Dickie had had some kind of childhood cancer that required the removal of his arm when he was a boy.  Despite this disability he had participated in many of the brothers’ antics and was laughing and rough housing in all the photos.  He had even learned to fly the neighbor’s crop duster.  He was quoted as saying that he never felt pain while he was flying.  All the boys learned to fly and for two of them it became a lifelong love.  In 1945, at the age of 14, Dickie took ill again and my dad came home on leave from the army due to his brother’s imminent death.  All the other boys came home to be with the family as well and they took turns watching over young Dickie and tending to his needs.  One evening, while my heart-sick Grandmother watched over her dying child, she noticed his eyes opening and his face lighting up.  His lungs were filled with fluid and it was very difficult for him to breathe or speak.  Dickie would shut his eyes tightly only to open them in astonished wonder again and again.  Grandma Irene leaned close and asked him, “Dickie, what is it?  What do you see?”  He struggled to answer her and finally he looked at her and said “I see the Truth.”  Within the hour, he was gone.  The family gathered around the body and my dad played a hymn on the piano while the others sang in their combined grief, relief and wonderment to what they had just witnessed.  That moment bonded the family like no other.  The hymn became a touchpoint that always brought wistful looks to the aging faces of my father and his brothers.  The music transported them to that room, that event, that moment in time when they experienced one of the most horrible and yet most faith affirming moments of their young lives.  I watched the change in their faces and my young faith was affirmed.  I have heard of people seeing a nondescript tunnel or a bright light but there is no mistaking the meaning of “The Truth”.

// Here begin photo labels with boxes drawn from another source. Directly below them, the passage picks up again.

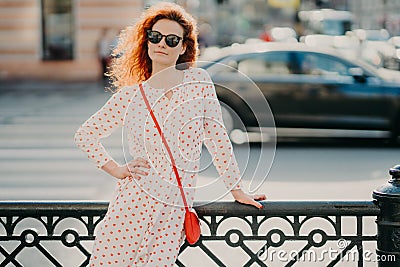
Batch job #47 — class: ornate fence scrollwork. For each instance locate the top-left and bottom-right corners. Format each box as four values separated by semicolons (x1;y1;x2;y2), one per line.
0;201;380;267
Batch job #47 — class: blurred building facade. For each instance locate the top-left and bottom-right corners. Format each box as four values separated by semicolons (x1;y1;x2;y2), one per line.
0;0;400;80
0;0;143;80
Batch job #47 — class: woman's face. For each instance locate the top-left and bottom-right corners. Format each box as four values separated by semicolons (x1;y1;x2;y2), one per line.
147;19;185;66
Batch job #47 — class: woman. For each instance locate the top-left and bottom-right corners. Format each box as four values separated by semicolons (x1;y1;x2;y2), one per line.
75;3;265;266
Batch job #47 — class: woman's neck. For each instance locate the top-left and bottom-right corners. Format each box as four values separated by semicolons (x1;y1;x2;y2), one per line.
151;65;176;77
148;66;183;91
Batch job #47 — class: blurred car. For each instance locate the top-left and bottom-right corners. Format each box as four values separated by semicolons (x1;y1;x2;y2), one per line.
388;36;400;70
202;43;400;142
300;34;361;59
346;29;396;69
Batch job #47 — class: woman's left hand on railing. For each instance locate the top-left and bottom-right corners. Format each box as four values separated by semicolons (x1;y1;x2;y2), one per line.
231;189;267;209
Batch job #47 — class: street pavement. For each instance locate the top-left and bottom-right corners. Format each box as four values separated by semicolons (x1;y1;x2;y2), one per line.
0;81;399;203
0;81;400;266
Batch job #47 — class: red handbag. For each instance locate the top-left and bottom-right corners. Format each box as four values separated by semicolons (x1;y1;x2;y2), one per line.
139;83;201;245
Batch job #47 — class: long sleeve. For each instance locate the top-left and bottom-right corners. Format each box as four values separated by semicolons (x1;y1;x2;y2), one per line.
199;70;241;190
74;87;133;168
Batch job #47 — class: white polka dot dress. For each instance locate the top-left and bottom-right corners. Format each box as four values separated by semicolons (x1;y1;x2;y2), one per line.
75;68;244;267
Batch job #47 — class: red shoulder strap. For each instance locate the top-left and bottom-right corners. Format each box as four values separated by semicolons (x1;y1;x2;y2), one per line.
139;83;189;214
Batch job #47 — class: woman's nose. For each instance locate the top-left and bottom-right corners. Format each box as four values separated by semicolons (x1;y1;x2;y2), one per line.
158;37;167;48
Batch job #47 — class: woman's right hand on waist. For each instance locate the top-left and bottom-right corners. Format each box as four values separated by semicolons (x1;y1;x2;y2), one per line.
102;157;151;179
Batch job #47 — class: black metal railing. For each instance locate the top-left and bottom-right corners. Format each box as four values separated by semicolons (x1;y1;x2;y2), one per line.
0;201;380;266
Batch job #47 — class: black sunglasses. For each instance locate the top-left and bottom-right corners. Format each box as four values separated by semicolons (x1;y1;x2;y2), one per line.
147;30;183;47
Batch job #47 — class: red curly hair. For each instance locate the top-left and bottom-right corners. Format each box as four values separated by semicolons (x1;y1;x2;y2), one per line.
108;2;198;91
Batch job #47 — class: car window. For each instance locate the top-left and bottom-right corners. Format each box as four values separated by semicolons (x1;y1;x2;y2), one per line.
298;53;351;76
237;52;293;76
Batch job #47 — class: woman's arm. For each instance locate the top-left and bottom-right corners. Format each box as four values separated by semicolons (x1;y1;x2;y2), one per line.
74;88;133;168
198;70;266;208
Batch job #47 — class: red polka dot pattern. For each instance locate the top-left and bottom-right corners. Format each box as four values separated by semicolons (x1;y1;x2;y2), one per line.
75;68;240;267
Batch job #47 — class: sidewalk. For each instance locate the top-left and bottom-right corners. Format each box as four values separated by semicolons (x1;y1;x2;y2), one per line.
0;80;105;93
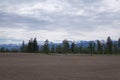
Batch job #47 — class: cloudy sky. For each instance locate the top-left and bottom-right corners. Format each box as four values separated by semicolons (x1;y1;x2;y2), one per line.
0;0;120;44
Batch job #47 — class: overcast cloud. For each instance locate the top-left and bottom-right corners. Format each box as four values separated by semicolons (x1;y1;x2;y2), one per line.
0;0;120;44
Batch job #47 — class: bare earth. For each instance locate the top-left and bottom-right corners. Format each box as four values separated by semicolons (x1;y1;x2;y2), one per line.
0;53;120;80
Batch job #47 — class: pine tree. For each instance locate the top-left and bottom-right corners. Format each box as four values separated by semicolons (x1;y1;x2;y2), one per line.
113;41;118;54
33;38;39;52
43;40;50;54
27;38;33;52
51;44;55;53
118;38;120;53
89;41;95;55
63;39;69;53
71;42;75;53
20;41;25;52
79;44;83;53
97;40;103;54
106;37;113;54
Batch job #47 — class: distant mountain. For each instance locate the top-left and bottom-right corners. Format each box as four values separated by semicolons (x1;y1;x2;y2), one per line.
0;44;21;50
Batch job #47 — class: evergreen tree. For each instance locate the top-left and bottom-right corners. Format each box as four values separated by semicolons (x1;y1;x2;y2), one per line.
51;44;55;53
20;41;25;52
63;39;69;53
118;38;120;53
89;41;95;55
113;41;118;54
43;40;49;54
106;37;113;54
79;44;83;53
33;38;39;52
71;42;75;53
97;40;103;54
28;38;33;52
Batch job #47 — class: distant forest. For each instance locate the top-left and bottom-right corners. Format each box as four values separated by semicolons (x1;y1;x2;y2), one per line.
0;37;120;54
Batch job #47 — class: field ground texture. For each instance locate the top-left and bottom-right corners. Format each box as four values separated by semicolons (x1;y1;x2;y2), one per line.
0;53;120;80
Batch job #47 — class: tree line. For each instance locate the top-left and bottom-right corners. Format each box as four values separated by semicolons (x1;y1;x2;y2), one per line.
0;37;120;55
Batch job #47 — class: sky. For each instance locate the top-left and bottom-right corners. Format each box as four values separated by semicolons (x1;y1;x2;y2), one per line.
0;0;120;44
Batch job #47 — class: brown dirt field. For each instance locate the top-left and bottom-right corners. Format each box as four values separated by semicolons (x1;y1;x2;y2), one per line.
0;53;120;80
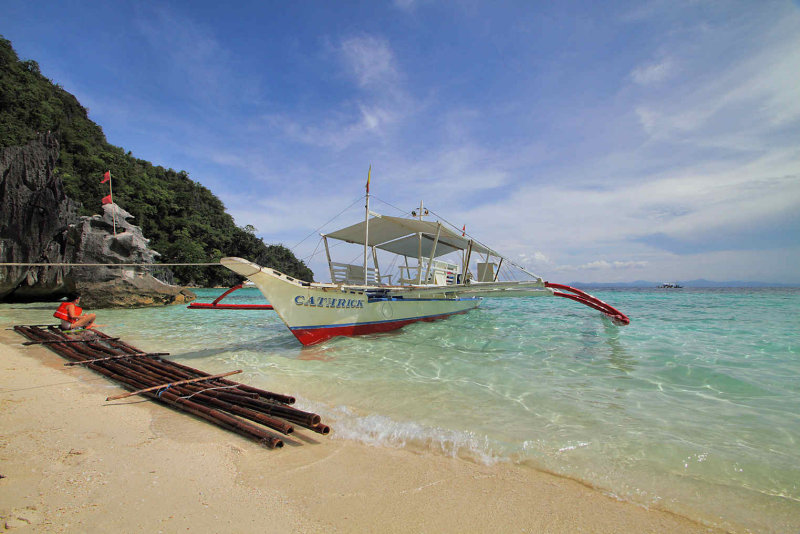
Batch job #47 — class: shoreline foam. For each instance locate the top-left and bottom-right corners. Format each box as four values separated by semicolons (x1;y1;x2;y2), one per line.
0;331;719;532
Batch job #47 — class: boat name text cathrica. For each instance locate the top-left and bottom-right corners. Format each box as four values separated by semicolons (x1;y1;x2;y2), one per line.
294;295;364;308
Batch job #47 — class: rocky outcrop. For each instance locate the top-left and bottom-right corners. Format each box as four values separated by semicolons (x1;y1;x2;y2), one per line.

The bible states in John 14:6, “ I am the way and the truth and the life.  No one comes to the Father except through me.”  No one has any doubt that what Dickie saw that night was indeed, Jesus himself coming to bring his child home.


In my fifties I went to the small town where my father and his brothers grew up and searched out the graveyard where many of the names from the old stories are now carved on stones.  I found the favorite Uncle Sky, the fast swimmer, Paul Weese and the patriarch, Orrin Bull.   As an adult it is easy to look back at my own childhood memories and wonder if I am not perhaps glorifying some of my father’s old stories.  As a typical westerner I am not always comfortable with mystery or unscientific spirituality but then I found the simple headstone of my young uncle.  I read his name and the dates of his short life.  Then time melted and I was again that eager faced child hearing about the safe passage of young Dickie to heaven.  For there, carved in stone, for generations to see, was the reminder of that old story and Dickie’s vision from that long ago summer night.  It read “I am the Truth.”